Skip to content

Terry’s Project Details Q1 2025

Source: Notion | Last edited: 2025-04-01 | ID: 1c82d2dc-3ef...


SR&ED Claim – Terry Li’s Work on Advanced Data Infrastructure for Financial Time Series Forecasting - Q1 2025

Section titled “SR&ED Claim – Terry Li’s Work on Advanced Data Infrastructure for Financial Time Series Forecasting - Q1 2025”
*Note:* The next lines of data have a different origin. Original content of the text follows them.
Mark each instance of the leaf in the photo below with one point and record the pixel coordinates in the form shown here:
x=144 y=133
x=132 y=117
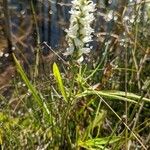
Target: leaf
x=31 y=87
x=98 y=142
x=58 y=78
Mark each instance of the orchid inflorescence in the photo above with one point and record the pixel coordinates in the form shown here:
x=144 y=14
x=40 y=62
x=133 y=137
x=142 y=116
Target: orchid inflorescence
x=80 y=31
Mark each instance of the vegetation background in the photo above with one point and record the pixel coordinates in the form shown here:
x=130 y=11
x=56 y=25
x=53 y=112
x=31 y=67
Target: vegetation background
x=50 y=101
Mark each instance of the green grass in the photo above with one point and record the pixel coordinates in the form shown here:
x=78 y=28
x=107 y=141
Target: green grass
x=70 y=106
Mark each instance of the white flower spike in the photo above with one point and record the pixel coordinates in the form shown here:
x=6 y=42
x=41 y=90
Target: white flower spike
x=80 y=31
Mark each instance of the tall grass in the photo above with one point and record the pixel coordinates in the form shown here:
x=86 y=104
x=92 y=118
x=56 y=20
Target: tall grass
x=101 y=104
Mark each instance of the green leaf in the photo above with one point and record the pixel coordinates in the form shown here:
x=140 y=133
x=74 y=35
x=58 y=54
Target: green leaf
x=98 y=142
x=31 y=87
x=58 y=78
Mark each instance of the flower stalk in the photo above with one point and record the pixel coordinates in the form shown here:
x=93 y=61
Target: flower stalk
x=80 y=31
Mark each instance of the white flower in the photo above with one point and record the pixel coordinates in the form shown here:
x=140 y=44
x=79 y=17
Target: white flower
x=80 y=30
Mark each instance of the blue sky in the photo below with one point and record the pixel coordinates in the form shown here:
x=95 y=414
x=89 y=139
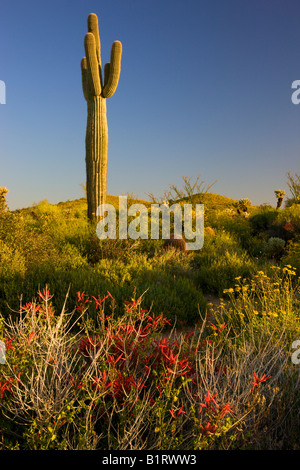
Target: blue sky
x=205 y=88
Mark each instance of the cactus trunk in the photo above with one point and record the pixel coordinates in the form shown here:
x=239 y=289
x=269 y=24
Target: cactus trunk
x=96 y=90
x=96 y=154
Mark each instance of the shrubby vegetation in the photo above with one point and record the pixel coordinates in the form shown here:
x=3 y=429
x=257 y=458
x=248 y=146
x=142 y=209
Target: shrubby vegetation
x=120 y=344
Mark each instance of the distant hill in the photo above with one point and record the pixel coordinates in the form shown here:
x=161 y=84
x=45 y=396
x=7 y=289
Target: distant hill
x=210 y=200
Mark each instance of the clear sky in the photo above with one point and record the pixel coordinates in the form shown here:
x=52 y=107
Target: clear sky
x=205 y=88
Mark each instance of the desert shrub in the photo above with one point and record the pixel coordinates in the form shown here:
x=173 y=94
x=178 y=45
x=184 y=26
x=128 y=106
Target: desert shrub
x=274 y=247
x=262 y=220
x=11 y=261
x=292 y=255
x=3 y=204
x=123 y=385
x=214 y=274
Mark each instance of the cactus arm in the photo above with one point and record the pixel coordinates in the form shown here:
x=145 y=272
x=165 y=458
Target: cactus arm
x=84 y=77
x=106 y=73
x=95 y=93
x=114 y=70
x=94 y=29
x=94 y=83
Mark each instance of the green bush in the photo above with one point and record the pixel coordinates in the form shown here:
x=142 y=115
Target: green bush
x=274 y=247
x=263 y=220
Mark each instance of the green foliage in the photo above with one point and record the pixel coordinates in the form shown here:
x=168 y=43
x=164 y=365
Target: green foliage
x=274 y=247
x=262 y=220
x=292 y=256
x=3 y=193
x=98 y=85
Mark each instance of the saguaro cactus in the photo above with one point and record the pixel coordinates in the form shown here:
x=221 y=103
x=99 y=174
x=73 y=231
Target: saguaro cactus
x=96 y=89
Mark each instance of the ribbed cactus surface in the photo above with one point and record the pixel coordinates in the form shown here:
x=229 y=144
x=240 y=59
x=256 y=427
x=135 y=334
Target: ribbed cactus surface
x=97 y=87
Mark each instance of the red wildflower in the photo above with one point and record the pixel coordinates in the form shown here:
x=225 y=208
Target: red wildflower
x=45 y=295
x=208 y=400
x=219 y=328
x=208 y=428
x=225 y=409
x=258 y=380
x=178 y=412
x=82 y=301
x=288 y=227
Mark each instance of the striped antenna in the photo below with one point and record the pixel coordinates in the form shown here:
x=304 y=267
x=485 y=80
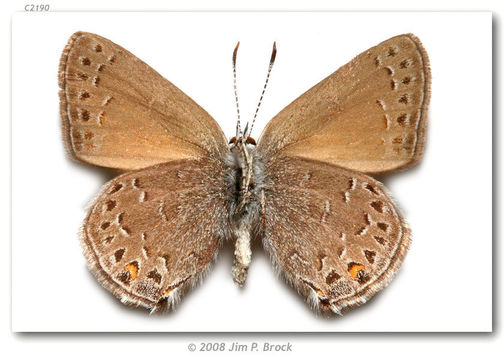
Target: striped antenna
x=238 y=128
x=272 y=61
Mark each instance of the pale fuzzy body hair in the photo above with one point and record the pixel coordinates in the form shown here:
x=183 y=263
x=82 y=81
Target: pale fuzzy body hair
x=193 y=134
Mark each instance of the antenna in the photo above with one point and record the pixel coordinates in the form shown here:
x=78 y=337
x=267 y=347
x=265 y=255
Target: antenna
x=238 y=128
x=272 y=61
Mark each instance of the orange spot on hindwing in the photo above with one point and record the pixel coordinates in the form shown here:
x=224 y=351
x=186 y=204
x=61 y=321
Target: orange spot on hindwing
x=132 y=268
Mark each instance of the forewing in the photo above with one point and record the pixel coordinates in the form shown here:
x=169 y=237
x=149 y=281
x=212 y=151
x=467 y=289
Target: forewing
x=117 y=112
x=333 y=233
x=151 y=234
x=369 y=115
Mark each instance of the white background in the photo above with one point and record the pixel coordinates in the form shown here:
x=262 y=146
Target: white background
x=445 y=282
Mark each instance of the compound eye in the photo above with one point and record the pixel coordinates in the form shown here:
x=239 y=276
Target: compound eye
x=250 y=141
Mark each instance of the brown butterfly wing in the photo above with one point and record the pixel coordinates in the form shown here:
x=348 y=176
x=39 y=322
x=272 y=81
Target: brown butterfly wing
x=118 y=112
x=333 y=233
x=152 y=233
x=369 y=115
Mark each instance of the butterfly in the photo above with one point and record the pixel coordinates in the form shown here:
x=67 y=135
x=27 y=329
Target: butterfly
x=331 y=231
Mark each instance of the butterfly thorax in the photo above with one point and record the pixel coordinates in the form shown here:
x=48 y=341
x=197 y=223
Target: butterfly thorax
x=247 y=203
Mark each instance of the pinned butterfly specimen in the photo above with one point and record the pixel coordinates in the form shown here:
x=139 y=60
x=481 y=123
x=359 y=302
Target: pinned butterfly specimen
x=332 y=231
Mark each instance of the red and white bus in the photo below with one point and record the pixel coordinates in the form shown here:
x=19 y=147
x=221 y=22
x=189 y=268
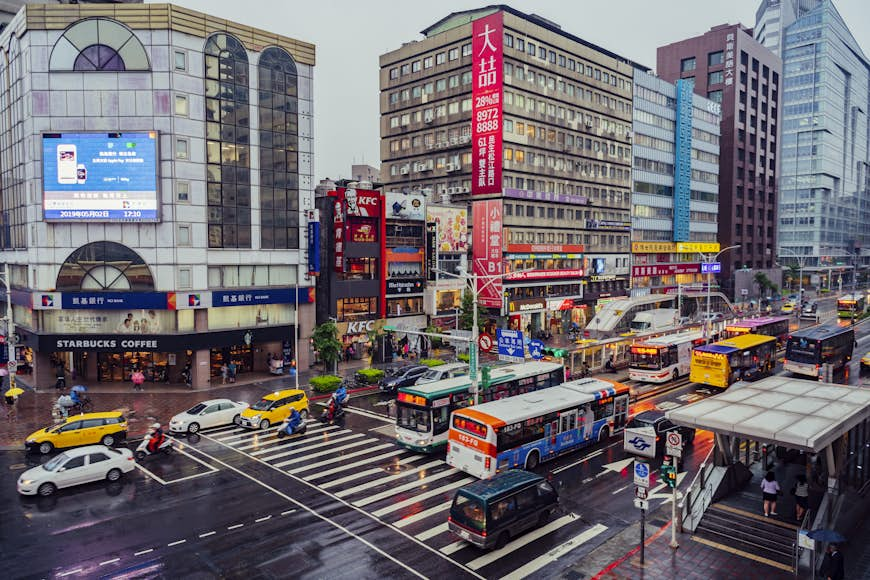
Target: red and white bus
x=524 y=430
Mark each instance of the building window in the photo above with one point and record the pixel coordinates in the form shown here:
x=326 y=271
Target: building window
x=228 y=169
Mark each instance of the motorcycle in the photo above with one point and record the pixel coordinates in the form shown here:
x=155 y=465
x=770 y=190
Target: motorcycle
x=142 y=451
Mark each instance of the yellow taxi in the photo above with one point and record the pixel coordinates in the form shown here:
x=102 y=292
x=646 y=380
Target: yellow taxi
x=85 y=429
x=274 y=408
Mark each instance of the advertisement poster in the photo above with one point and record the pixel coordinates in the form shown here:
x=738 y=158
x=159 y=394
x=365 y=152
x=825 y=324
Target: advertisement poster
x=486 y=104
x=100 y=177
x=487 y=251
x=407 y=206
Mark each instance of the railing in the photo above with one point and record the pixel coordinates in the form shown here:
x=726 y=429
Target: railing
x=699 y=490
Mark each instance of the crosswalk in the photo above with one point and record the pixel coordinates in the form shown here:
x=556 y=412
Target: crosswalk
x=408 y=491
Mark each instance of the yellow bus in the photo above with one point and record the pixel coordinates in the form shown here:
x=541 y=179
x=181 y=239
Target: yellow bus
x=723 y=363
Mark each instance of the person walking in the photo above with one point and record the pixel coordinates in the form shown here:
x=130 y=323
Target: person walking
x=769 y=492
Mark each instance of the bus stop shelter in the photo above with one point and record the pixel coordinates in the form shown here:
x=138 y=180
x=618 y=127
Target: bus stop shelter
x=799 y=414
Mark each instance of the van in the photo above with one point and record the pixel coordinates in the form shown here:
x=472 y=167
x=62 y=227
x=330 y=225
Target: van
x=442 y=372
x=488 y=513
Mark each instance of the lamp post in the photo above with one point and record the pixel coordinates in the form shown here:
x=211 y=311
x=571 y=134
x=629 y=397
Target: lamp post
x=710 y=283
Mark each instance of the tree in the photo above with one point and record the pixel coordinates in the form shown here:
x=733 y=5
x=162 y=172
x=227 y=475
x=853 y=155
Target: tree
x=326 y=343
x=466 y=314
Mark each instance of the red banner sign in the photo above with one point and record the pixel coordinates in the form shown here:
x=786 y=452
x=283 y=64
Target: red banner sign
x=486 y=103
x=487 y=251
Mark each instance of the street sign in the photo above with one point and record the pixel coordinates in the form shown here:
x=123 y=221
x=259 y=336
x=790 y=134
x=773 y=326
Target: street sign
x=640 y=441
x=536 y=349
x=510 y=345
x=674 y=444
x=641 y=473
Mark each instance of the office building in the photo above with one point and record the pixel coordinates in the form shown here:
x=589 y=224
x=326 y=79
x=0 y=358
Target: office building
x=151 y=205
x=545 y=168
x=675 y=197
x=727 y=65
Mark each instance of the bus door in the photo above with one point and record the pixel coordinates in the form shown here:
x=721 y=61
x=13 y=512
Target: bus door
x=620 y=412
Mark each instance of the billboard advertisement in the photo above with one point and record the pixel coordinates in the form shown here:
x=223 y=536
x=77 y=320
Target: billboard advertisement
x=487 y=251
x=100 y=177
x=486 y=104
x=406 y=206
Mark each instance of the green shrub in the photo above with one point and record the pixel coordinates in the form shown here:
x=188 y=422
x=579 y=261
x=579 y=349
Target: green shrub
x=369 y=376
x=325 y=384
x=431 y=362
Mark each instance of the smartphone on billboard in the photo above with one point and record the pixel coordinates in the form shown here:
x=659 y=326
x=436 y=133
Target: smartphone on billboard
x=67 y=168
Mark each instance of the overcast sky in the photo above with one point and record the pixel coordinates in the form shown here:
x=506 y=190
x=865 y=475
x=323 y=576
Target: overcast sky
x=350 y=35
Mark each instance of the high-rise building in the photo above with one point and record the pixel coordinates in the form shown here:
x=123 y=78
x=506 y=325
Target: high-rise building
x=825 y=171
x=675 y=199
x=730 y=67
x=532 y=125
x=154 y=162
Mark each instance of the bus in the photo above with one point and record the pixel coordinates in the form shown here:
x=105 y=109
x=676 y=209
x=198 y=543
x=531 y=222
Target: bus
x=851 y=306
x=723 y=363
x=765 y=325
x=808 y=349
x=525 y=430
x=664 y=358
x=423 y=411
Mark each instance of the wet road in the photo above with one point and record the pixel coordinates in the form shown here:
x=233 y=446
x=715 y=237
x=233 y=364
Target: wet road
x=343 y=501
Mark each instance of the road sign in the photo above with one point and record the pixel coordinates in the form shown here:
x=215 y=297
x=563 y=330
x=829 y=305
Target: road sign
x=674 y=444
x=641 y=473
x=510 y=345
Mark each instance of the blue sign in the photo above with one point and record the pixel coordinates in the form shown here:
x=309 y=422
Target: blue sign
x=711 y=267
x=114 y=300
x=510 y=345
x=100 y=177
x=683 y=161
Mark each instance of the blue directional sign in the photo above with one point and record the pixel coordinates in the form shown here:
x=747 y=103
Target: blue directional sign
x=711 y=267
x=510 y=345
x=536 y=349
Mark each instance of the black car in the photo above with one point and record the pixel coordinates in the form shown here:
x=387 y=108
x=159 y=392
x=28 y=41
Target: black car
x=402 y=377
x=658 y=421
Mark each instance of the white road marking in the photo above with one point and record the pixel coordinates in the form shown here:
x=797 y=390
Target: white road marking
x=397 y=490
x=422 y=496
x=521 y=541
x=387 y=479
x=346 y=466
x=531 y=567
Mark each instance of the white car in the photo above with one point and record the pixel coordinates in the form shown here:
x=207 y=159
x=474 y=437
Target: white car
x=211 y=413
x=77 y=466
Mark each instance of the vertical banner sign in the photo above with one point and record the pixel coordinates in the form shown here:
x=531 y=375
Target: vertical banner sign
x=683 y=162
x=487 y=251
x=313 y=216
x=338 y=230
x=486 y=103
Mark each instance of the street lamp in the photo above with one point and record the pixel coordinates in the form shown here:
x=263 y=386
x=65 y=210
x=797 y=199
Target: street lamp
x=710 y=282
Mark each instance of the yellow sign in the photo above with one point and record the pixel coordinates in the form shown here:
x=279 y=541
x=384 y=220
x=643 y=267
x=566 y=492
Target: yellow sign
x=695 y=247
x=653 y=247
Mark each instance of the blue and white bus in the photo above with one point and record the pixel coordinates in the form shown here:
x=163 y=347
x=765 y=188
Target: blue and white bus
x=525 y=430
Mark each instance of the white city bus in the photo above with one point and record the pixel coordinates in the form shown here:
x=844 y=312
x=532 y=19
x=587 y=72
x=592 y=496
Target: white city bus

Building on the foundational work from 2024, the first quarter of 2025 presented increasing challenges in data acquisition, storage, and retrieval for financial time series analysis. Market uncertainty continued from 2024, with even higher volatility creating unprecedented demands on our data infrastructure:

  • Existing data retrieval mechanisms couldn’t efficiently handle the increased volume of high-frequency trading data
  • Standard caching solutions proved inadequate for the zero-latency requirements of our trading models
  • Open-source data integrity tools failed to provide the validation guarantees required for financial data
  • Off-the-shelf APIs lacked the sophistication to handle time boundary precision necessary for accurate backtesting

Existing Technologies and Their Limitations

Section titled “Existing Technologies and Their Limitations”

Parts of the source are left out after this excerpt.